CSA was first used for treating SRNS in 1993, and it is currently widely used, but limited to short-term treatments.[3,15,21] One important reason for the short course of treatment is that CSA has obvious side effects of renal interstitial fibrosis.[12,14,18] Recurrence of renal disease is common after cessation of CSA treatment, with a recurrence rate of 44% at 12 months of treatment.[2,4,15,17] This rate has led to clinical extension of CSA treatment. The present study showed that that long-term CSA treatment reduced relapse rates. The renal toxicity of CSA has become the focus of attention in recent years. An open, nonrandomized, retrospective study by Sumegi et al.[12] examined repeated renal biopsies in children with SRNS who were treated with small doses of CSA for longer than 2 years. These authors found no change in renal fibrosis or drug toxicity. The present study showed that renal failure in children may be associated with persistent proteinuria and the natural course of the disease itself. A small dose of CSA (1–5 mg/kg) maintained at 40 to 70 g/L serum concentrations and long-term maintenance therapy was safe in our study. Notably, four patients developed elevated N-acetyl-β-d-glucosaminidase levels, which indicated renal tubular injury.
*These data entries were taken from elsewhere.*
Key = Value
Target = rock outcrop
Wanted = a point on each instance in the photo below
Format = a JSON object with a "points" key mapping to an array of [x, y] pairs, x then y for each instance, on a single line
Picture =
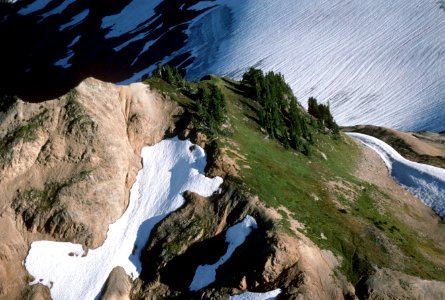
{"points": [[67, 166]]}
Further studies and monitoring are required to understand renal injury because of the small number of repeated renal biopsies in this study.

CSA-induced nervous system side effects are rare,[1,7,12,22,26] but headache, insomnia, tremors, and anxiety may occur.[3,11,12,27] Some symptoms, such as aphasia, hallucinations, convulsions, and coma, may be encountered in severe cases.[7,14,16] Nervous system side effects are independent of the CSA dose and may occur at small doses.[6,7,11,17] A total of 30% of patients with SRNS show a low density of white matter in the brain.[1,12,13] Rosti et al.[28] showed that children receiving CSA treatment without persistent abnormalities on electroencephalogram have a better prognosis. One patient suffered from headache 1 day after drug treatment in the present study. One patient suffered convulsions once after a 2-year treatment, but showed no lesions of brain white matter in computed tomography, with mild brain atrophy and a normal electroencephalogram. The neurological symptoms of 2 children were relieved, and their prognosis improved. Our data showed that the toxic and side effects of CSA may be controlled or relieved by treatment. None of our patients discontinued treatment because of side effects.

There are some limitations in this study. First, the retrospective nature of the study limits the level of confidence of our conclusion. Second, there may have been selection bias, which may have reduced the strength of our findings. However, this effect may have been limited because a high participation rate of 76% of patients was achieved in the present study. Third, our study lacked genetic investigation. Finally, every attempt was made to adjust for all potential confounders, but other unmeasured factors may also be relevant.

In conclusion, the combination of hormone and immunosuppressant (CTX or CSA) treatment achieves good results in children with SRNS. The total effective rate of the CSA-treated cohort was better than that of the CTX-treated cohort, especially in children with MCD. Evaluation of the efficacy of CTX or CSA in children with SRNS should be further investigated using randomized, controlled trials, and the long-term effects and side effects should be noted.